Les réformes qui ont un impact pour les patients

La LUSS et la VPP relèvent dans cet article cinq catégories de réformes qui leur semblent importantes pour les patients.

Le fonctionnement de l’Agence européenne des médicaments (EMA)

La voix des patients
Ceux-ci seront représentés dans des organes de révision et d’autorisation des médicaments, tels que le comité scientifique principal, le « Committee for Medicinal Products for Human Use » (CHMP), et ceci est un grand pas. Les représentants des patients participeront également au PRAC (Pharmacovigilance Risk Assessment Committee). Ce comité est chargé d’évaluer et de contrôler la sécurité des médicaments à usage humain.

L’avis de la LUSS et de la VPP
Il est positif que les patients soient également entendus à ce stade du processus de mise à disposition des médicaments. De cette manière, les points de vue et les contributions des patients pourront être pris en compte de manière adéquate dès le début du processus.

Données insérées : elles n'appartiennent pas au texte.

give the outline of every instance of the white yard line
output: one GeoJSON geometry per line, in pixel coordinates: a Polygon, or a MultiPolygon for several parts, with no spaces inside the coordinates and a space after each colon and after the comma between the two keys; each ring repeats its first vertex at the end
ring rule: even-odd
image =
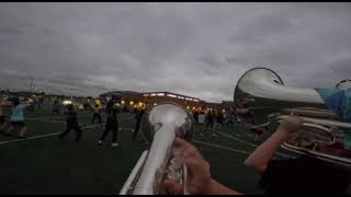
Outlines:
{"type": "MultiPolygon", "coordinates": [[[[88,125],[82,127],[82,129],[87,129],[87,128],[93,128],[97,127],[99,125],[88,125]]],[[[7,144],[7,143],[13,143],[13,142],[18,142],[18,141],[26,141],[26,140],[33,140],[33,139],[41,139],[41,138],[46,138],[46,137],[50,137],[50,136],[57,136],[59,134],[61,134],[63,131],[59,132],[50,132],[50,134],[46,134],[46,135],[37,135],[37,136],[33,136],[33,137],[29,137],[26,139],[15,139],[15,140],[9,140],[9,141],[0,141],[0,144],[7,144]]]]}

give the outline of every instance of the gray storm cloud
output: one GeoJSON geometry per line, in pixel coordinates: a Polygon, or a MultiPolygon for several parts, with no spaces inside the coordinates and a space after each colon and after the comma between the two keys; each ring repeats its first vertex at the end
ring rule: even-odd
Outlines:
{"type": "Polygon", "coordinates": [[[0,3],[0,86],[233,100],[265,66],[287,85],[351,78],[351,3],[0,3]]]}

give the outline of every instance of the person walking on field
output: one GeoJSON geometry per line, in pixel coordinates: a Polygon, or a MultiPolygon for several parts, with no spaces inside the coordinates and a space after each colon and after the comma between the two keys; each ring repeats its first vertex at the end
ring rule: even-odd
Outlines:
{"type": "Polygon", "coordinates": [[[94,123],[95,123],[95,119],[98,118],[99,124],[101,124],[100,107],[99,107],[98,104],[95,104],[93,111],[94,111],[94,114],[93,114],[93,116],[92,116],[91,123],[94,124],[94,123]]]}
{"type": "Polygon", "coordinates": [[[71,130],[77,134],[76,143],[79,143],[81,138],[81,128],[78,124],[77,112],[72,104],[67,105],[67,118],[66,118],[66,130],[59,135],[59,138],[63,139],[71,130]]]}

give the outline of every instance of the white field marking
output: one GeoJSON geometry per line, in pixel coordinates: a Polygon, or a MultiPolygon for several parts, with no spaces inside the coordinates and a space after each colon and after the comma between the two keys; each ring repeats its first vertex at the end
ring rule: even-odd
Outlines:
{"type": "MultiPolygon", "coordinates": [[[[93,128],[97,127],[98,125],[88,125],[82,127],[82,129],[87,129],[87,128],[93,128]]],[[[41,138],[46,138],[46,137],[50,137],[50,136],[57,136],[61,134],[61,131],[58,132],[50,132],[50,134],[46,134],[46,135],[37,135],[37,136],[33,136],[26,139],[15,139],[15,140],[9,140],[9,141],[1,141],[0,144],[7,144],[7,143],[13,143],[13,142],[18,142],[18,141],[26,141],[26,140],[33,140],[33,139],[41,139],[41,138]]]]}
{"type": "MultiPolygon", "coordinates": [[[[254,144],[254,143],[250,143],[250,142],[248,142],[248,141],[240,140],[240,139],[238,139],[238,138],[236,138],[236,137],[234,137],[234,136],[226,135],[226,134],[220,132],[220,131],[215,131],[215,132],[217,132],[217,134],[219,134],[219,135],[222,135],[222,136],[224,136],[224,137],[227,137],[227,138],[230,138],[230,139],[237,140],[237,141],[240,141],[241,143],[245,143],[245,144],[248,144],[248,146],[251,146],[251,147],[254,147],[254,148],[257,148],[257,147],[258,147],[258,146],[257,146],[257,144],[254,144]]],[[[287,157],[287,158],[293,158],[292,155],[284,154],[284,153],[281,153],[281,152],[275,152],[275,154],[278,154],[278,155],[282,155],[282,157],[287,157]]]]}

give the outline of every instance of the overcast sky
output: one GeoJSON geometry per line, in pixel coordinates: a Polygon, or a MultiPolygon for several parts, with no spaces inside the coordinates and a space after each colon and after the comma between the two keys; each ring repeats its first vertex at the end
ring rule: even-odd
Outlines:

Il reste des défis pour remplir et organiser cette fonction, tels qu’une formation des patients pour ce rôle, un soutien structurel à cette participation et l’identification de patients représentatifs d’une communauté de patients.

La voix des patients devrait également être entendue dans d’autres aspects de la réforme. Par exemple, des efforts sont faits pour façonner la définition des « besoins médicaux non satisfaits » ; là aussi, la voix des patients est indispensable.

Le processus réglementaire raccourci
Le temps pour évaluer et autoriser un médicament sur le marché européen pourra être réduit de 400 à 180 jours, et ceci grâce, par exemple, à une réduction du nombre de comités scientifiques, renforcés par des groupes d’expert, et à un système de soumission électronique des dossiers.

L’avis de la LUSS et de la VPP
Cette mesure devrait permettre que les médicaments parviennent plus rapidement aux patients.
Il faudra évidemment garantir que ceci s’accompagne du même niveau de sécurité et d’efficacité du produit.

Une mise à jour des procédures d’autorisation de mise sur le marché

Pour rappel, l’EMA donne une autorisation de mise sur le marché pour toute l’Europe. A la suite de quoi les entreprises négocient un prix et éventuellement un remboursement avec chaque état où elles souhaitent commercialiser le produit.

Suppression de la Sunset Clause
Actuellement, une autorisation de mise sur le marché accordée par l’EMA est limitée à trois ans: passé ce délai, celle-ci est annulée (dès lors que le produit n’est pas disponible dans au moins un pays). Cette clause sera supprimée dans la nouvelle proposition.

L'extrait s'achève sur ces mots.